Matthijs Maris, the second of the three talented Maris siblings, was born in The Hague in 1839 and occupies a singular position within Dutch nineteenth century art.
After having studied at the Hague Drawing Academy for three years, Matthijs Maris was rewarded a grant by Queen Sophie and enrolled in the prestigious Antwerp Academy in 1855. Here he became inspired by the work of German artists such as L. Richter (1803-1884) and A. Rethel (1816-1859) and produced genre scenes in a characteristic lineair style.
Though strongly dependant on his elder brother, Matthijs was never influenced by the artistic developments of Jacob Maris or his Hague School contemporaries. Even when working outdoors in the artists colonies of Oosterbeek and Wolfheze in 1859-1861, Matthijs focussed on rendering an intangible reality and only used the surrounding nature as an expressive tool.
In 1861 Matthijs and Jacob undertook a journey to Germany, Switzerland and France that further aroused Matthijs' fascination for the German Romantics and provided him with a series of new artistic motives such as The Christening and The view of Lausanne.
In accordance with romantic taste, the artist also developed a keen interest in medieval culture and increasingly incorporated gothic architectural elements in his work.
The pictures Matthijs produced upon his return to Holland were however rejected by the general public. As a result the artist sustained from participating in exhibitions, became more and more reclusive and began nurturing a strong resentment against art-dealers.
The following years Matthijs lived a solitary life until he joined his brother Jacob in Paris in 1869. During his stay in the French capital, the artist was forced to support himself financially and started to paint on a regular basis again.
Though he loathed painting for commercial purposes, Matthijs executed some of his most succesful works during his Paris period.(Souvenir d'Amsterdam, Collection Rijksmuseum, Keukenmeisje, Rijksmuseum H.W. Mesdag, De Vlinders, The Burrel Collection)
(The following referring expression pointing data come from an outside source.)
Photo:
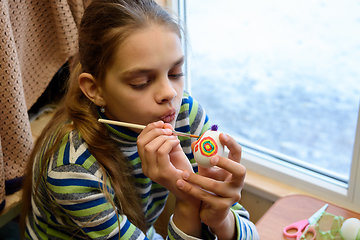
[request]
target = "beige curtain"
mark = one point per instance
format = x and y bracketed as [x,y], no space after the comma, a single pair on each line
[37,38]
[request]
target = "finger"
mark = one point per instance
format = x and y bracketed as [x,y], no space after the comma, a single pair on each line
[234,148]
[237,170]
[207,184]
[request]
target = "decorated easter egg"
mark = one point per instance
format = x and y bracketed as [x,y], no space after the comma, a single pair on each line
[350,229]
[206,146]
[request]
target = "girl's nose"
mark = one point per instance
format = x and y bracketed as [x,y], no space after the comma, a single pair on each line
[165,92]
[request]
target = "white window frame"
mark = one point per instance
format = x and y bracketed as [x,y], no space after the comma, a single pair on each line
[313,183]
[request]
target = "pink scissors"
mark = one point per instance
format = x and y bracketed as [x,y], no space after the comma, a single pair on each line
[303,225]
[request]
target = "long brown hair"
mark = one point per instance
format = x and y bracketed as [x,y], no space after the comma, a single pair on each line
[104,26]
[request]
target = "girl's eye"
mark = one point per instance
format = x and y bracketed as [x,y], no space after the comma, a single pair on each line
[138,86]
[176,76]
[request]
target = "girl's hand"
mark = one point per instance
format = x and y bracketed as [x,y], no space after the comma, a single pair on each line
[162,157]
[163,161]
[218,188]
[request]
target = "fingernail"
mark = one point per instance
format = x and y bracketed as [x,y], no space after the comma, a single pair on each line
[180,184]
[214,160]
[185,175]
[167,131]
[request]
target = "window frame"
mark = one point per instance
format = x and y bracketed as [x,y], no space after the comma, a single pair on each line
[305,180]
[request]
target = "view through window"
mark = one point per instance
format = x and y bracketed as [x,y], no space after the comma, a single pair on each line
[281,76]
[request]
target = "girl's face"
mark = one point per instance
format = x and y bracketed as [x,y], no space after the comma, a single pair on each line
[145,83]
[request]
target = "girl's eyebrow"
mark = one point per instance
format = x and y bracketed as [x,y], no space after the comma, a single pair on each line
[139,71]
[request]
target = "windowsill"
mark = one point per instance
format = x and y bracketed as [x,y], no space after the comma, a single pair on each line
[268,188]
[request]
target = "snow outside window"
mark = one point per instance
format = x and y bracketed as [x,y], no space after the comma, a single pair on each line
[283,78]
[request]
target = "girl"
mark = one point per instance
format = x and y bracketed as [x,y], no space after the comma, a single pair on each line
[88,180]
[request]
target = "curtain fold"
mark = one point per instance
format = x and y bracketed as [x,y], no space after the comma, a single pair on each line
[37,38]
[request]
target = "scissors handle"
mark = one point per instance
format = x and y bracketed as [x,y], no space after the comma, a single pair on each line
[298,226]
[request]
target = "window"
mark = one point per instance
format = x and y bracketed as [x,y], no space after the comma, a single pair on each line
[283,79]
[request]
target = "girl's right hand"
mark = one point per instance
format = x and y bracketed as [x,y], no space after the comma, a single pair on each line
[164,161]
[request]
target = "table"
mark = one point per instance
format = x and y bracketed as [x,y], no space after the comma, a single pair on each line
[291,209]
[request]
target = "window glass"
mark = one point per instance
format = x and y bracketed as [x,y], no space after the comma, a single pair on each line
[281,76]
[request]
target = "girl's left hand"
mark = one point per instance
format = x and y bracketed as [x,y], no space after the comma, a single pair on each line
[218,188]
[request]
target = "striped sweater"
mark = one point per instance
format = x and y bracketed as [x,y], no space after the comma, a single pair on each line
[70,202]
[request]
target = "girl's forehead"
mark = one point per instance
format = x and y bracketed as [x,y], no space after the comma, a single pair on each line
[149,47]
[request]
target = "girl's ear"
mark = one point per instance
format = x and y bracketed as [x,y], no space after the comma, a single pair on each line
[91,89]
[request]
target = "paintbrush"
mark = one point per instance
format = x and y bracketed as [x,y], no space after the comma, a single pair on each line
[138,126]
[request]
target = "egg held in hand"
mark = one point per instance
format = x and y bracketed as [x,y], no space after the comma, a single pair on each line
[350,229]
[207,146]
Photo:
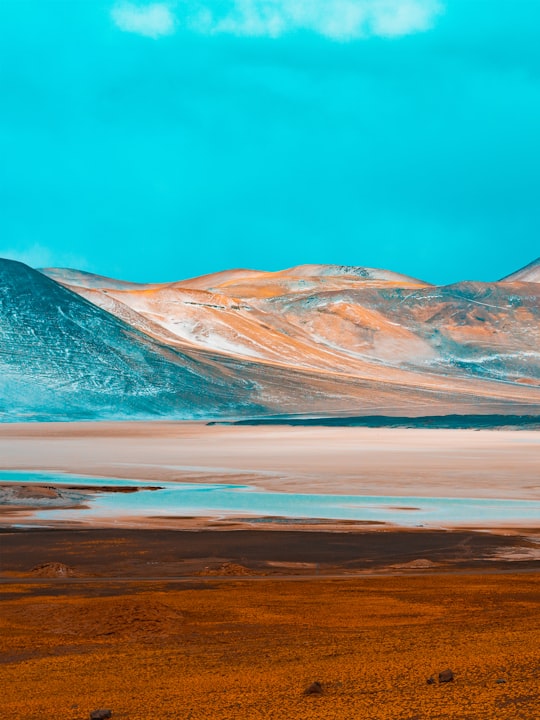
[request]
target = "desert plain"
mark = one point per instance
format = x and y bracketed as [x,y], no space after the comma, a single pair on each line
[232,616]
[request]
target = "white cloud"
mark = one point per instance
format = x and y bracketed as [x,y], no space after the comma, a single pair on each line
[38,256]
[152,20]
[336,19]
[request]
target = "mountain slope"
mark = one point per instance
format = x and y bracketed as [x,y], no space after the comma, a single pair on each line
[313,339]
[63,356]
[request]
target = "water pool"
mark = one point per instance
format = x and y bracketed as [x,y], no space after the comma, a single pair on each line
[227,500]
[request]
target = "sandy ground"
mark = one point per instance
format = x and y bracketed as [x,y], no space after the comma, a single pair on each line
[244,650]
[429,463]
[166,636]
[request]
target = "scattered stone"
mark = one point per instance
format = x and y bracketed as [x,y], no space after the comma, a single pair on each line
[446,676]
[227,568]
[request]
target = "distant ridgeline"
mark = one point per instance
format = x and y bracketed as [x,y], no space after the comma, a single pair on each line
[313,340]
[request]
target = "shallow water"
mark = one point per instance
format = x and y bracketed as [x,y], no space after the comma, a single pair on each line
[220,500]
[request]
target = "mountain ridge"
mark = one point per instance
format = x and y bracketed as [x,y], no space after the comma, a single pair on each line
[323,339]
By the late 1870's, Matthijs' work was arousing considerable interest in England and the artist was persuaded to settle in London by the art-dealer Daniel Cottier.
During their ten year period of collaboration, Matthijs however felt strongly restricted in his artistic freedom and expressed his resentment against the art-trade in various letters written to friends and family. In a letter adressed to Leopold Sickel (1862-1941) dated 28 March 1894 Matthijs writes about the foilbles of public taste and the hopelessness of a painter's career: "Public taste is a funny taste, worked by the dealers through the eyes of the client, both of them not caring a rap for the painters, nor their art, nor their mind" (T.B. Brumbaugh, A Matthijs Maris Correspondence, Oud Holland, 1981, no 95, p. 88-96.).
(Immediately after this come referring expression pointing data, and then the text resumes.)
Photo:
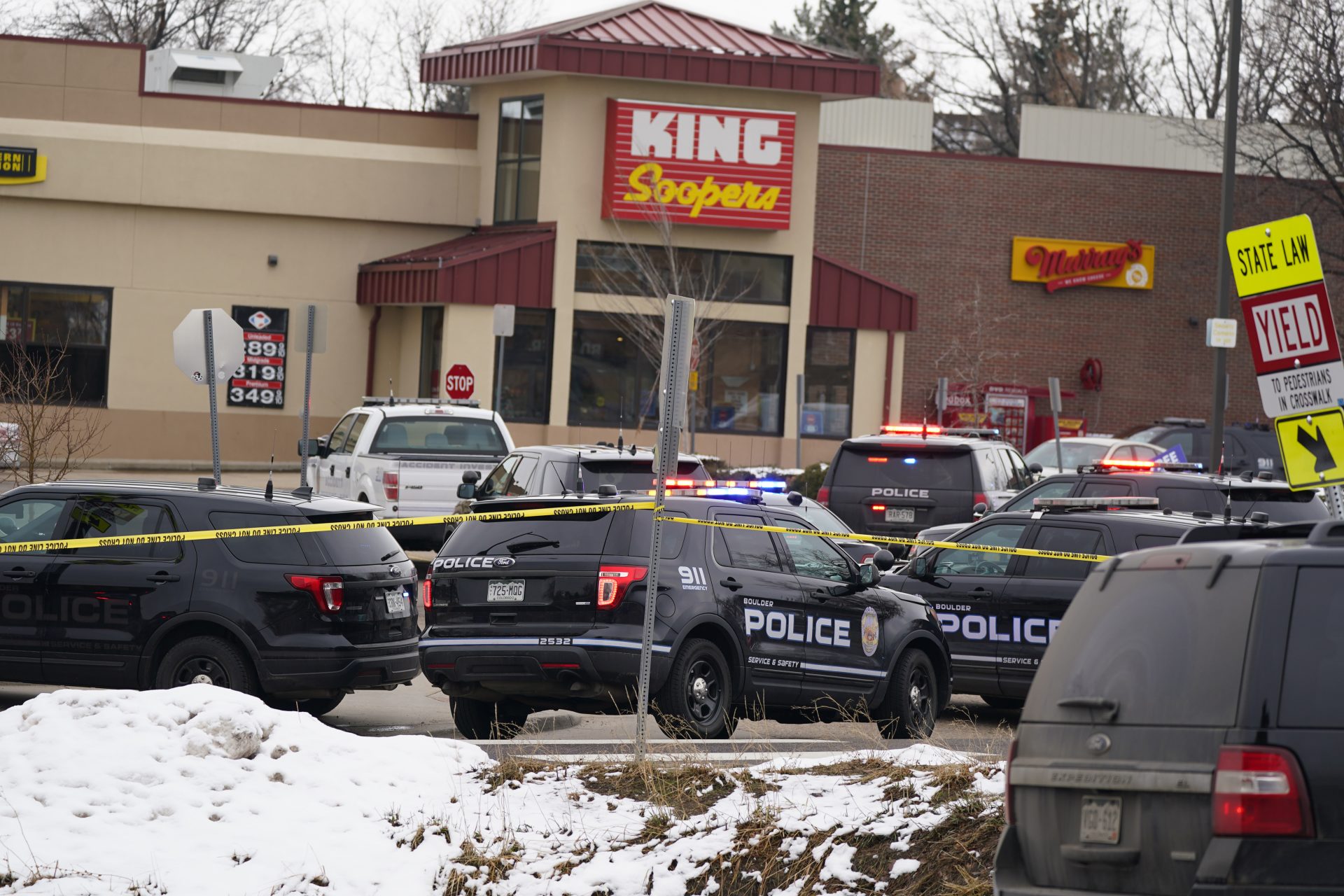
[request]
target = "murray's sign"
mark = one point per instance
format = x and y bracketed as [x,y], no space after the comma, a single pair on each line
[698,164]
After breaking his ties with Cottier, Matthijs was supported financially by E.J. van Wisselingh and settled down in the London borough of Hampstead. The following years he fully withdrew from society and dedicated himself to painting mystical and fairy-tale-like visions of figures in landscapes with castle ruins. Eager to achieve the desired dream-like effect, Matthijs went over his work again and again and only applied transparant layers of grey paint or watercolour.
The present lot, in which a veiled bride is depicted standing in a winter landscape with mist obscuring a medieval castle on the horizon, exemplifies the artist's unique ability of capturing the intangible. By avoiding sharp contours and portraying the female figure by means of thin gleaming layers of grey and lilac, The Young Bride is shrouded in mystery and seems to be evoked from another world.